Meditation

Introduction

The World Health Organisation estimates stress may cost western companies an average of £2.073 million pounds per year through absenteeism, turn-over and low productivity. It is suggested that one in ten westerners may suffer from depression. According to the United States Centres for Disease Control approximately 40 million Americans have been diagnosed with an anxiety disorder. Meditating for 30-40 minutes has been suggested to be an effective alternative treatment for reducing symptoms of depression anxiety and chronic pain according to new research [1-2].  

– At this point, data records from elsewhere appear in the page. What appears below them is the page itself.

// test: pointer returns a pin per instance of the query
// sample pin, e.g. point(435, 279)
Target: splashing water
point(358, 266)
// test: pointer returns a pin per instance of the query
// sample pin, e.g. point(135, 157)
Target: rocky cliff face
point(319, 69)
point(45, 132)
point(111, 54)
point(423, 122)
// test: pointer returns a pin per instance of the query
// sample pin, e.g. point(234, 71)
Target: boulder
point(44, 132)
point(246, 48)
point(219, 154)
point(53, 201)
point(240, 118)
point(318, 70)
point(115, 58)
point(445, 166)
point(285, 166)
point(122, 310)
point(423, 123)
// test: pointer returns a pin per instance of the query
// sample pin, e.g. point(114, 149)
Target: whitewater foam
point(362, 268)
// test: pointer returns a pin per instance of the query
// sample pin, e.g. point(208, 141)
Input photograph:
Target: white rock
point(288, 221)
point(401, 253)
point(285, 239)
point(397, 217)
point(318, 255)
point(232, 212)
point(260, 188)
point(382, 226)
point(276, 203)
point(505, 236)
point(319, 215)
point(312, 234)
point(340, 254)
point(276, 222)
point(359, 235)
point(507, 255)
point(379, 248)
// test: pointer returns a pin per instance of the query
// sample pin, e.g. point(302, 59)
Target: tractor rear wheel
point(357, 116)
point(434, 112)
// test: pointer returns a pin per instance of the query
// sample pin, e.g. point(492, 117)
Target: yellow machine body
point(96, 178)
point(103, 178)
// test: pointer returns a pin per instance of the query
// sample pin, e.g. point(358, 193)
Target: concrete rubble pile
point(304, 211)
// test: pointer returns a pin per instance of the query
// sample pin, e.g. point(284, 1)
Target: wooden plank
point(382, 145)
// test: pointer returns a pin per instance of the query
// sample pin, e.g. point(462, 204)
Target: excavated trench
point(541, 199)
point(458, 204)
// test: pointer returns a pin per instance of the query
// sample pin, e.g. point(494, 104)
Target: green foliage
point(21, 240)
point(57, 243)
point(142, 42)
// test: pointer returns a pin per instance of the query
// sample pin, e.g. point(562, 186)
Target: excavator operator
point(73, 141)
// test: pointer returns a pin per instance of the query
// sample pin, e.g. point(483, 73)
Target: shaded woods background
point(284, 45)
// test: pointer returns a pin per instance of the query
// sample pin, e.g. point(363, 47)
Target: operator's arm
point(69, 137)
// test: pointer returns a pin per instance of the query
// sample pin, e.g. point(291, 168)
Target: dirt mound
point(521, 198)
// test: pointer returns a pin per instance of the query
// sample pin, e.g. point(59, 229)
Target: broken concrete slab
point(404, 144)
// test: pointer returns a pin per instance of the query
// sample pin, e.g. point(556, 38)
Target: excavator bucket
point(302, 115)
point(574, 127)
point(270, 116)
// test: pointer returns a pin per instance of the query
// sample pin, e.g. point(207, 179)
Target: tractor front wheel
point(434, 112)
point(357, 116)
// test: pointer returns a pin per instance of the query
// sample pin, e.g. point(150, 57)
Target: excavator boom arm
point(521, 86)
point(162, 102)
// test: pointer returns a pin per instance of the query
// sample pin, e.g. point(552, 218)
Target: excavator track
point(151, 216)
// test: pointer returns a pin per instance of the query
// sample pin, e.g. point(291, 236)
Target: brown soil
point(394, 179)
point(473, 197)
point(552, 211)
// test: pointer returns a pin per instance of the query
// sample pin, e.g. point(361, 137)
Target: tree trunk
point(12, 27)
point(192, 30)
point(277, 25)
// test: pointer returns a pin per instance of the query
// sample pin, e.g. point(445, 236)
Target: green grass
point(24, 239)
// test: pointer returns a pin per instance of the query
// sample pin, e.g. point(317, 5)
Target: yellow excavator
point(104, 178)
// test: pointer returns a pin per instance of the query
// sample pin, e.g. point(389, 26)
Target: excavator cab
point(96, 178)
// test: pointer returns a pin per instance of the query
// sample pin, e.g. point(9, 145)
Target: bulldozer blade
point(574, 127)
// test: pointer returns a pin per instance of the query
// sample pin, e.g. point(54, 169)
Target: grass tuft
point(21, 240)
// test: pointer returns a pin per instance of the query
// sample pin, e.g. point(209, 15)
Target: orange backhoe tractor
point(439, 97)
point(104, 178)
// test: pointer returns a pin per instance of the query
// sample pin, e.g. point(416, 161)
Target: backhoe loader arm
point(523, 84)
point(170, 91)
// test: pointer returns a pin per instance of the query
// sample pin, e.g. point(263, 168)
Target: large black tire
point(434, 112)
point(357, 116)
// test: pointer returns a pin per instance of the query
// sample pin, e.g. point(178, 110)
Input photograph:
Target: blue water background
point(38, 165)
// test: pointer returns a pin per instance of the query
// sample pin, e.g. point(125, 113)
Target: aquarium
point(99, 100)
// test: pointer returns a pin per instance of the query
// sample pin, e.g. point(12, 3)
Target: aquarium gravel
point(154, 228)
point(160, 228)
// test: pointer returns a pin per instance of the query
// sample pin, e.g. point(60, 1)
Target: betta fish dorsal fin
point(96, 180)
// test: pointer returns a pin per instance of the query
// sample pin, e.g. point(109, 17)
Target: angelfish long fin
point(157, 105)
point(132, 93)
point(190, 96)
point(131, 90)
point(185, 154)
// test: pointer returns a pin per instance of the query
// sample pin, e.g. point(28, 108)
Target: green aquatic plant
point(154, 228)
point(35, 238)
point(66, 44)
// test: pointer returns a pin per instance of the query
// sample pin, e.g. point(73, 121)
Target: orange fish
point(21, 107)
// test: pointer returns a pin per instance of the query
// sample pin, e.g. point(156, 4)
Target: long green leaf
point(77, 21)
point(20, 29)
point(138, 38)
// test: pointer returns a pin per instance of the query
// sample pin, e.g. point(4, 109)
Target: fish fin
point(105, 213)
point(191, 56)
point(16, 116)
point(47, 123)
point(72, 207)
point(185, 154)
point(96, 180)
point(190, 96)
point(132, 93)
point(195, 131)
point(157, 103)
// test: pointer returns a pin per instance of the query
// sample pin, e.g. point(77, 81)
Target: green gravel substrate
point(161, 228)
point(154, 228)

In this health news article I will briefly overview the following;

 

  1. What Is Mindfulness Meditation?

  2. How it Works

  3. Final Thoughts

1. What is Mindfulness Meditation?

Mindfulness meditation has become very popular in recent years as a way of helping to calm the mind and to reduce health related problems. Meditating involves sitting comfortably, where a person will focus on their breathing to draw their mind attention to the present moment without thinking about past or future concerns. Today there are many different types of meditative training programs available to help promote awareness to meet the person’s needs. Mindfulness meditation is no magic cure but it may help people manage such symptoms of stress, depression, anxiety and chronic pain [2,7-8].    

 

2. How it works

Research suggests that mindfulness meditation may work on many different levels. For example;

 

Influences change in key regions of the brain

It may influence changes in the gray matter density volume to help reduce activity in the “me” centres of the brain. This may encourage the connectivity between key regions of the brain which may influence the structure of the brain [3].

 

Promotes mood and well-being

Following an eight week mindfulness meditation study, scientists found an increase in cortical thickness in the hippocampus which governs learning and memory in certain regions of the brain that play key roles in regulating emotions and self-referential processing. The study suggests that there were decreases in brain cell volume in the amygdala which is responsible for fear, anxiety and stress. This would suggest that mindfulness meditation may not only influence the brain but may also influence changes in subjective perception and feelings of mood and well-being [4].

 

Promotes concentration and attention levels

Another study found mindfulness meditation promotes people’s concentration levels by helping people to focus better on their memory during the verbal reasoning section of GRE. This suggests that it may promote peoples cognitive skills [5].        

 

Reduces anxiety

Studies have demonstrated that Mindfulness-Based Stress Reduction (MBSR) meditation programs may help reduce people’s anxiety levels both physically and mentally. It is thought that these changes occur through the self-referential brain regions involved in attention (me centred thoughts) that helps relieve symptoms such as social anxiety disorders [6-8].

 

Helps with addiction

A number of studies suggests meditation effects self-control regions of the brain which may help people recover from various types of addiction such as smoking. Research suggests that mindfulness meditation helps people quit smoking by decoupling the active state of craving until it passes. Other studies suggest mindfulness-based training combined with cognitive therapy (MBCT) and mindfulness-based relapse prevention (MBRP) can also be beneficial for treating various types of addictions [9-11].  

 

Helps school children

Scientists suggest that mindfulness meditation shows promising signs for developing minds. Although more research is needed, studies suggest that it may have cognitive and emotional benefits on school aged children. This may help school children deal with stress and additional day to day trauma of stressors inside and outside school thereby reducing school absences [12-15].

 

Influences genes 

Scientists suggest that mind body techniques may even influence genes that are associated to stress and immune function. Through neuro-imaging and genomics technology scientists were able to measure physiological changes in finer detail to help substantiate these findings [16].

 

3. Final thoughts

Studies in mindfulness meditation may encourage doctors to try alternative routes combined with conventional medicine to help tackle a myriad of health related problems such as stress and anxiety etc. The studies did not find that meditation was more effective than other treatments such as prescription drugs. However the studies did demonstrate that mind body techniques can influence a person’s focused thoughts, breathing and emotions. This may moderate the need for such medications to treat anxiety and depression however further research is still required. The studies also suggest that mindfulness techniques may help improve symptoms for those patients that suffer with chronic pain.  Finally mindfulness meditation techniques may help us become more aware of our thoughts, emotions and breathing that can promote positive effects so why not give it a try today.

 

As always thanks for reading this article, enjoy your sport. If you enjoyed reading this article you may enjoy reading my other article on Benefits and Effects of Massage or our extensive range of Holistic Therapies.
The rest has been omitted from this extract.